Lately, we've been talking about MEV, ordering, fairness, and so on. Basically, on-chain "cutting in line" doesn't hurt big players the most; it’s those who think that once they submit a transaction, it should be processed in order. You think you're queuing, but really you're in an auction: whoever pays more to the miner/node (or that bunch of relays in the middle) gets to go first. The rest end up paying slippage, worse prices, and more transaction fees—it's really frustrating.

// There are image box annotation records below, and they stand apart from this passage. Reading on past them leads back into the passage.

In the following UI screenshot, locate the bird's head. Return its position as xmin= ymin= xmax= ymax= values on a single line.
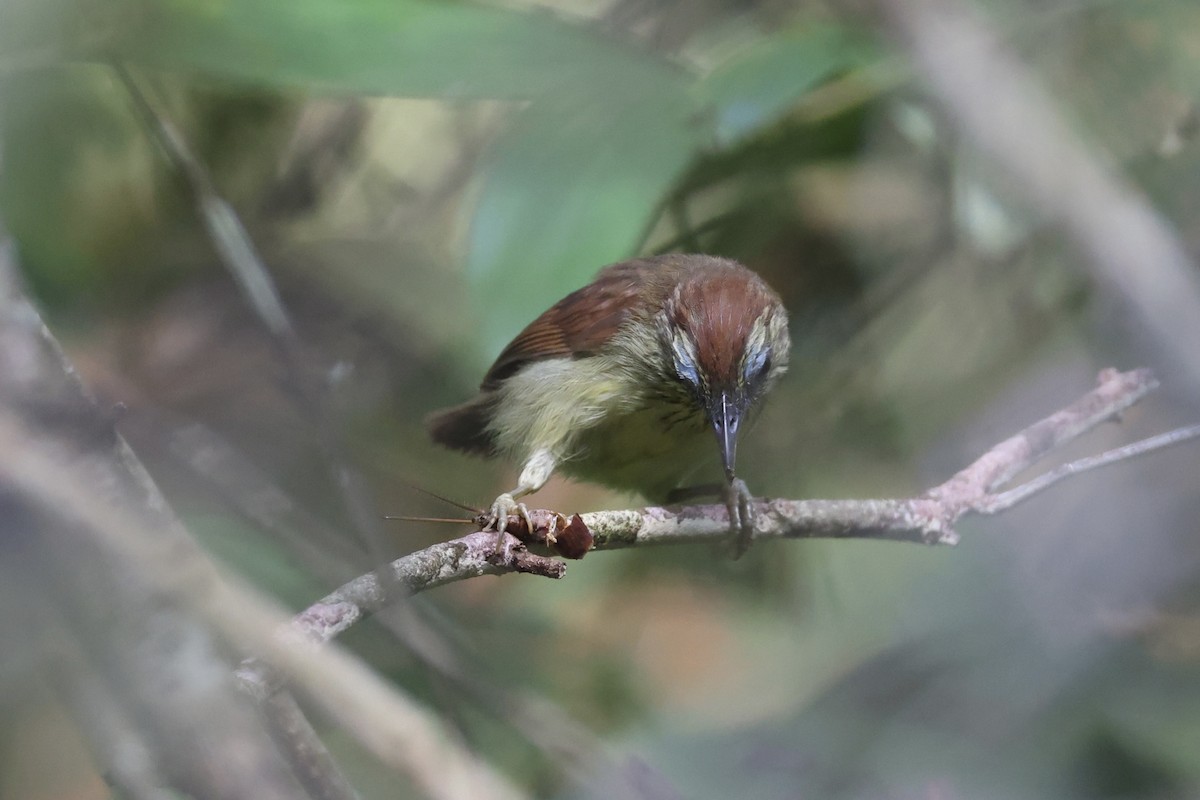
xmin=659 ymin=265 xmax=791 ymax=480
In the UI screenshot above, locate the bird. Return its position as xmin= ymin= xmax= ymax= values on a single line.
xmin=426 ymin=253 xmax=791 ymax=558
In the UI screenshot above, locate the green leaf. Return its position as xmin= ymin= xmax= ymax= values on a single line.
xmin=116 ymin=0 xmax=691 ymax=100
xmin=696 ymin=25 xmax=878 ymax=144
xmin=467 ymin=82 xmax=700 ymax=356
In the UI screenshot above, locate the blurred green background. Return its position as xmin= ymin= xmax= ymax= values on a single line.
xmin=0 ymin=0 xmax=1200 ymax=800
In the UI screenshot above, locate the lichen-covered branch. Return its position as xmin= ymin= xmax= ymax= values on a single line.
xmin=280 ymin=369 xmax=1200 ymax=642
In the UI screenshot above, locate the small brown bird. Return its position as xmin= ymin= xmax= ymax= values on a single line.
xmin=428 ymin=254 xmax=790 ymax=554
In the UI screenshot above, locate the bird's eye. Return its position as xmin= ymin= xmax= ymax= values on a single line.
xmin=743 ymin=349 xmax=770 ymax=383
xmin=671 ymin=339 xmax=700 ymax=386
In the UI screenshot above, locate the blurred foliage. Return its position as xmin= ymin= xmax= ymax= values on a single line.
xmin=0 ymin=0 xmax=1200 ymax=800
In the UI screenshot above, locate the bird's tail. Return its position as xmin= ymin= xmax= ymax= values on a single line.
xmin=425 ymin=392 xmax=497 ymax=456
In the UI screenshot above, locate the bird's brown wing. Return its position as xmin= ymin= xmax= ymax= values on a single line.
xmin=481 ymin=257 xmax=670 ymax=391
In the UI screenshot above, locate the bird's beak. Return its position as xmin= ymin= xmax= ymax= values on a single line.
xmin=708 ymin=392 xmax=742 ymax=481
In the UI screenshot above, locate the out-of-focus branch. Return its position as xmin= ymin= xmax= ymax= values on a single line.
xmin=113 ymin=64 xmax=385 ymax=575
xmin=0 ymin=244 xmax=521 ymax=800
xmin=276 ymin=369 xmax=1185 ymax=652
xmin=0 ymin=239 xmax=298 ymax=800
xmin=877 ymin=0 xmax=1200 ymax=395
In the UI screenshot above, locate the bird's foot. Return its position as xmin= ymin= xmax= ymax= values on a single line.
xmin=725 ymin=477 xmax=755 ymax=560
xmin=484 ymin=492 xmax=535 ymax=554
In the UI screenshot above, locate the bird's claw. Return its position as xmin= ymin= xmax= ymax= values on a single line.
xmin=725 ymin=477 xmax=755 ymax=560
xmin=484 ymin=492 xmax=533 ymax=553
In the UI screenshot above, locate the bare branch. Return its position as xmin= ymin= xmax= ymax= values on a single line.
xmin=113 ymin=64 xmax=385 ymax=575
xmin=0 ymin=243 xmax=521 ymax=800
xmin=876 ymin=0 xmax=1200 ymax=392
xmin=974 ymin=425 xmax=1200 ymax=513
xmin=280 ymin=369 xmax=1200 ymax=642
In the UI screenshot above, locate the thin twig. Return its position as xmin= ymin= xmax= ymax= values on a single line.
xmin=113 ymin=64 xmax=386 ymax=575
xmin=278 ymin=369 xmax=1200 ymax=642
xmin=876 ymin=0 xmax=1200 ymax=393
xmin=974 ymin=425 xmax=1200 ymax=513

I personally do aggregation/path optimization, squeezing every bit of fee down to the bone, but when I get caught in that squeeze, even saving a little gas feels like a joke... Even more ridiculous is that in chat groups, people are sharing rumors about stablecoin regulation, reserve audits, and de-pegging, and as soon as emotions run high, they want to "swap out quickly." At such times, it's easiest for someone to cut in line and be used as a liquidity withdrawal machine. The market never rewards confidence, especially if you're confident you'll be the first to run.

My colleague asked me yesterday, "Isn't on-chain transparency supposed to make things fair?" I paused: transparency doesn't equal fairness. At best, it shows you how you're being arranged. Anyway, now my order placement feels more like bargaining with the sorting system—don't rush, don't be careless. If you can split, split; if you can set a limit price, do that. That's how I handle it for now.